ContentTypeHTML is the standard MIME type for HTML content
const ContentTypeJSON = "application/json"
ContentTypeJSON is the standard MIME Type for JSON content
const ContentTypeJSONFeed = "application/feed+json"
ContentTypeJSONFeed is the standard MIME Type for JSON Feed content https://en.wikipedia.org/wiki/JSON_Feed
const ContentTypeJSONLD = "application/ld+json"
ContentTypeJSONLD is the standard MIME Type for JSON-LD content https://en.wikipedia.org/wiki/JSON-LD
const ContentTypeJSONResourceDescriptor = "application/jrd+json"
ContentTypeJSONResourceDescriptor is the standard MIME Type for JSON Resource Descriptor content which is used by WebFinger: https://datatracker.ietf.org/doc/html/rfc7033#section-10.2
const ContentTypePlain = "text/plain"
ContentTypePlain is the default plaintext MIME type
const ContentTypeRSS = "application/rss+xml"
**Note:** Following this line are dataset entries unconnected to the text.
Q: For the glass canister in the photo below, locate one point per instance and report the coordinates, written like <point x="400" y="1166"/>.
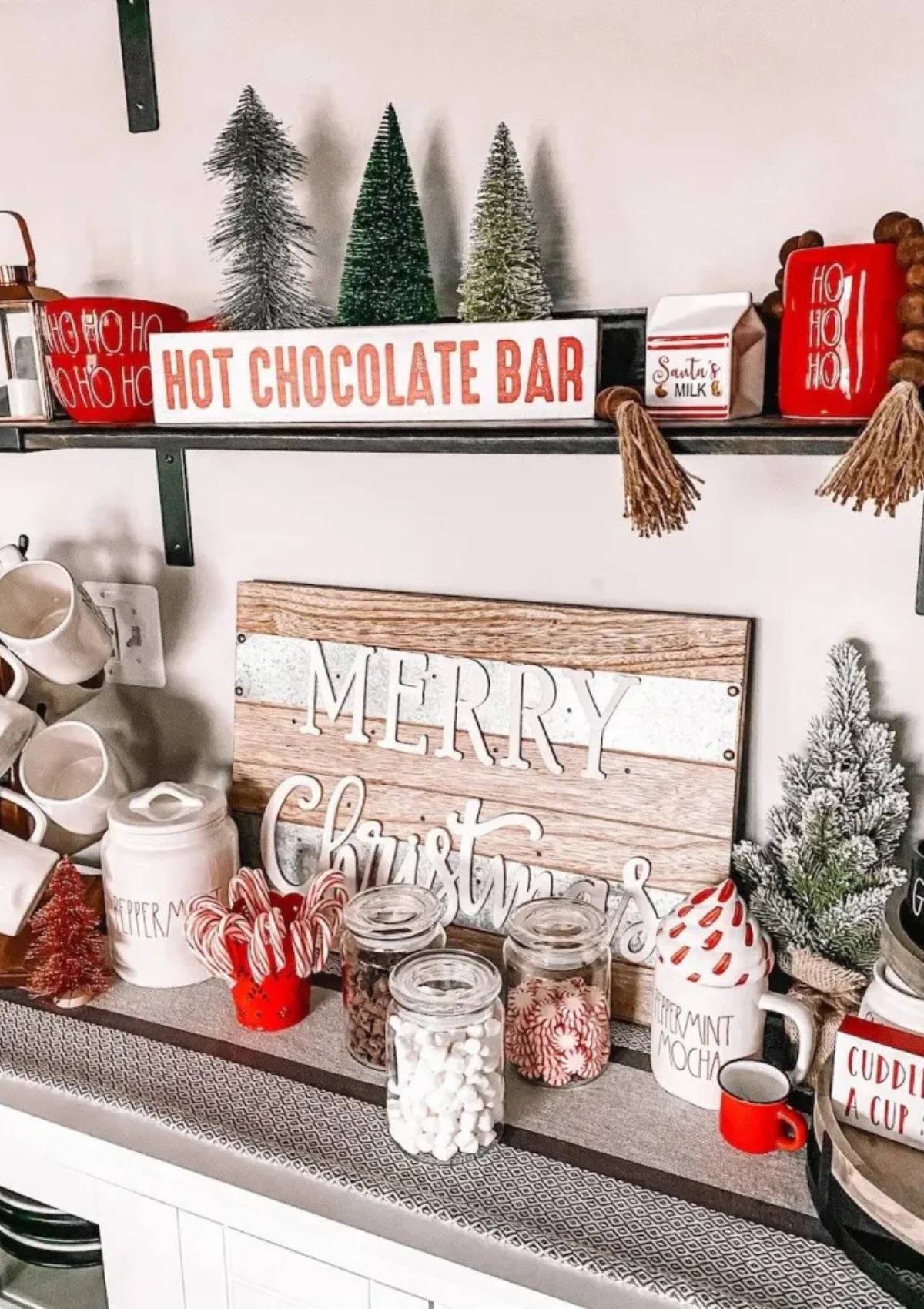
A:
<point x="445" y="1056"/>
<point x="383" y="926"/>
<point x="557" y="991"/>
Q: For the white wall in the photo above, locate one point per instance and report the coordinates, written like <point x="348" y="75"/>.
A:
<point x="671" y="146"/>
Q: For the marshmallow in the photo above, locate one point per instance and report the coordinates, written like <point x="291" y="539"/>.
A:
<point x="445" y="1095"/>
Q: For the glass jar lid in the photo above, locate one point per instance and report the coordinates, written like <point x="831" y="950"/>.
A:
<point x="561" y="929"/>
<point x="393" y="916"/>
<point x="444" y="983"/>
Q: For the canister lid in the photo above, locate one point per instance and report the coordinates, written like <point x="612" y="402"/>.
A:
<point x="168" y="808"/>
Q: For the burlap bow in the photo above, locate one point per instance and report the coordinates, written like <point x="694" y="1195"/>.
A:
<point x="829" y="991"/>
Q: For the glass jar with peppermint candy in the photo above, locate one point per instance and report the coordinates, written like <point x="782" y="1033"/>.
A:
<point x="557" y="991"/>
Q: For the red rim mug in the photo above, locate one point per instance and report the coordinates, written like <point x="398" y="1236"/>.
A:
<point x="753" y="1113"/>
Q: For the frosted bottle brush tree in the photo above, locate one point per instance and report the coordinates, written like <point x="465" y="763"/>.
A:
<point x="387" y="274"/>
<point x="822" y="881"/>
<point x="261" y="237"/>
<point x="503" y="278"/>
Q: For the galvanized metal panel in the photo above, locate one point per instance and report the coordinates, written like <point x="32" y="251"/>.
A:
<point x="664" y="716"/>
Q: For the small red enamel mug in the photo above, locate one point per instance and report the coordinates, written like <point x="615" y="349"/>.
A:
<point x="753" y="1112"/>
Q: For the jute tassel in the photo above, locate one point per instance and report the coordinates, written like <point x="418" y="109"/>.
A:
<point x="886" y="461"/>
<point x="658" y="493"/>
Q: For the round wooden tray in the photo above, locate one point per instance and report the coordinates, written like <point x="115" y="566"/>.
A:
<point x="882" y="1177"/>
<point x="899" y="952"/>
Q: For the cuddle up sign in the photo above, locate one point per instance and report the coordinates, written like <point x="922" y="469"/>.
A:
<point x="471" y="372"/>
<point x="494" y="752"/>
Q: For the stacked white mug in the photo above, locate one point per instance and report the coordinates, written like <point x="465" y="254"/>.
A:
<point x="55" y="644"/>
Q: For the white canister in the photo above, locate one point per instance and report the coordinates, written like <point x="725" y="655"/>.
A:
<point x="164" y="847"/>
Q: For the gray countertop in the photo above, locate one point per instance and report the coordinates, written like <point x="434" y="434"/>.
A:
<point x="660" y="1215"/>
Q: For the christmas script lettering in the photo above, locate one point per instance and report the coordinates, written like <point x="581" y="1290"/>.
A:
<point x="447" y="858"/>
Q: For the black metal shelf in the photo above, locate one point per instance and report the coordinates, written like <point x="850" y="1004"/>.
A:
<point x="744" y="436"/>
<point x="775" y="436"/>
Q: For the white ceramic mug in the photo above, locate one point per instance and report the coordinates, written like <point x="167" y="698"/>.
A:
<point x="17" y="723"/>
<point x="25" y="867"/>
<point x="889" y="1000"/>
<point x="11" y="557"/>
<point x="74" y="776"/>
<point x="697" y="1029"/>
<point x="52" y="624"/>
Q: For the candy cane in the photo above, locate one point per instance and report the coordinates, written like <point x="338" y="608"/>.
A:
<point x="303" y="949"/>
<point x="249" y="886"/>
<point x="233" y="927"/>
<point x="266" y="952"/>
<point x="323" y="940"/>
<point x="329" y="886"/>
<point x="200" y="929"/>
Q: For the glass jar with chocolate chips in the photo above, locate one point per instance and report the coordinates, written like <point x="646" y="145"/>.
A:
<point x="383" y="926"/>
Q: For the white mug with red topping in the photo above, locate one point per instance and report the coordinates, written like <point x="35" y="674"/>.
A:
<point x="712" y="965"/>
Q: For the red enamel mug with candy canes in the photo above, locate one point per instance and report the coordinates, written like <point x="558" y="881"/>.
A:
<point x="266" y="946"/>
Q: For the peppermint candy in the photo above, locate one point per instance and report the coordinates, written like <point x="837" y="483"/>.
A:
<point x="557" y="1032"/>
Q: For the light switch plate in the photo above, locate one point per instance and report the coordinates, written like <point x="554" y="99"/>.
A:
<point x="134" y="618"/>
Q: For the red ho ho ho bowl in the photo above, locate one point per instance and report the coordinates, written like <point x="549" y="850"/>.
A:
<point x="106" y="325"/>
<point x="104" y="389"/>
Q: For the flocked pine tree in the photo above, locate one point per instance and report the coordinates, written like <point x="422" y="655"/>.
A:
<point x="503" y="275"/>
<point x="387" y="274"/>
<point x="261" y="236"/>
<point x="822" y="881"/>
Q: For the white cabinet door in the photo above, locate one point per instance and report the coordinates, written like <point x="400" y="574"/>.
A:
<point x="140" y="1250"/>
<point x="389" y="1297"/>
<point x="202" y="1245"/>
<point x="262" y="1275"/>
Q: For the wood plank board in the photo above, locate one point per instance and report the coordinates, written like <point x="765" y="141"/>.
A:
<point x="516" y="631"/>
<point x="671" y="794"/>
<point x="555" y="808"/>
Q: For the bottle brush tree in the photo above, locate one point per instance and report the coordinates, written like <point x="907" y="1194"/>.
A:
<point x="503" y="275"/>
<point x="67" y="957"/>
<point x="387" y="274"/>
<point x="261" y="237"/>
<point x="822" y="881"/>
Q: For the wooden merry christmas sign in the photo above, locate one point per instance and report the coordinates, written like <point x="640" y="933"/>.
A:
<point x="492" y="750"/>
<point x="453" y="372"/>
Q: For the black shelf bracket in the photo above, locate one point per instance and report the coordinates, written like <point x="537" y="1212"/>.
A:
<point x="174" y="494"/>
<point x="138" y="65"/>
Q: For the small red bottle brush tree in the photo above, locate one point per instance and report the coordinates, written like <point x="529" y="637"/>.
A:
<point x="67" y="957"/>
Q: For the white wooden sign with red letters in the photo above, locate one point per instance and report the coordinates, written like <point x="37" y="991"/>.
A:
<point x="454" y="372"/>
<point x="879" y="1080"/>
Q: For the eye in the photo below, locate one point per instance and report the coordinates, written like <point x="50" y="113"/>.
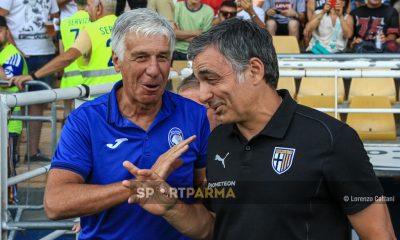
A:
<point x="163" y="58"/>
<point x="140" y="58"/>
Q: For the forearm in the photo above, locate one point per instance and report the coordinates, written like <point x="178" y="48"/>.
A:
<point x="314" y="23"/>
<point x="58" y="63"/>
<point x="347" y="32"/>
<point x="76" y="199"/>
<point x="301" y="17"/>
<point x="62" y="3"/>
<point x="193" y="220"/>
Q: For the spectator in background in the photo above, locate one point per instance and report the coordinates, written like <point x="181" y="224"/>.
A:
<point x="331" y="28"/>
<point x="165" y="8"/>
<point x="133" y="4"/>
<point x="258" y="3"/>
<point x="190" y="88"/>
<point x="69" y="29"/>
<point x="285" y="17"/>
<point x="27" y="23"/>
<point x="376" y="28"/>
<point x="214" y="4"/>
<point x="67" y="8"/>
<point x="191" y="18"/>
<point x="248" y="11"/>
<point x="93" y="44"/>
<point x="227" y="10"/>
<point x="312" y="6"/>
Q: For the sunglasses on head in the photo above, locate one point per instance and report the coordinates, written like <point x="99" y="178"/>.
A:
<point x="228" y="14"/>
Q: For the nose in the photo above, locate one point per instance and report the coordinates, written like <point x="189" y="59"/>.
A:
<point x="205" y="92"/>
<point x="153" y="67"/>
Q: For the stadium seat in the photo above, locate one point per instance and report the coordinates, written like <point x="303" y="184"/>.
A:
<point x="289" y="84"/>
<point x="285" y="44"/>
<point x="318" y="102"/>
<point x="372" y="126"/>
<point x="321" y="86"/>
<point x="372" y="87"/>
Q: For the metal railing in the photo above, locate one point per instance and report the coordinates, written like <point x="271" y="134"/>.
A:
<point x="45" y="96"/>
<point x="22" y="99"/>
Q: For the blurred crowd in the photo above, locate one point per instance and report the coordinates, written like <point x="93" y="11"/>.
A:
<point x="64" y="43"/>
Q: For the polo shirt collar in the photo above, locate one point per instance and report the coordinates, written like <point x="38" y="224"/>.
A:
<point x="115" y="117"/>
<point x="280" y="121"/>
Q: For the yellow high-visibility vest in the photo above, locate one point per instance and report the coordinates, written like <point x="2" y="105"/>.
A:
<point x="69" y="29"/>
<point x="14" y="126"/>
<point x="100" y="68"/>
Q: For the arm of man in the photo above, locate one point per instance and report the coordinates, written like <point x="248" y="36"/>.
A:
<point x="67" y="195"/>
<point x="373" y="222"/>
<point x="193" y="220"/>
<point x="347" y="26"/>
<point x="62" y="3"/>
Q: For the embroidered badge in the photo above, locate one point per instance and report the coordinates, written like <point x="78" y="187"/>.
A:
<point x="282" y="159"/>
<point x="175" y="136"/>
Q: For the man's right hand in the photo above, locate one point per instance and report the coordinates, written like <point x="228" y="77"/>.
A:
<point x="271" y="12"/>
<point x="169" y="161"/>
<point x="148" y="190"/>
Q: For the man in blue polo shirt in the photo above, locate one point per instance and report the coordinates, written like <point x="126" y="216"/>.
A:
<point x="138" y="122"/>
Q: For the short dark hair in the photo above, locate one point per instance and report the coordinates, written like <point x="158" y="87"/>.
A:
<point x="81" y="2"/>
<point x="239" y="41"/>
<point x="190" y="82"/>
<point x="228" y="3"/>
<point x="3" y="22"/>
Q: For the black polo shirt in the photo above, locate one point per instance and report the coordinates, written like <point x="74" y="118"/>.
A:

ContentTypeRSS is the standard MIME Type for RSS Feeds
const ContentTypeXML = "application/xml"
ContentTypeXML is the standard MIME Type for XML content
const FormatActivityStream = "ACTIVITYSTREAM"
const FormatJSONFeed = "JSONFEED"
const FormatMicroFormats = "MICROFORMATS"
const FormatRSS = "RSS"
const HTTPHeaderAccept = "Accept"
HTTPHeaderAccept is the string used in the HTTP header to request a response be encoded as a MIME type
const HTTPHeaderCacheControl = "Cache-Control"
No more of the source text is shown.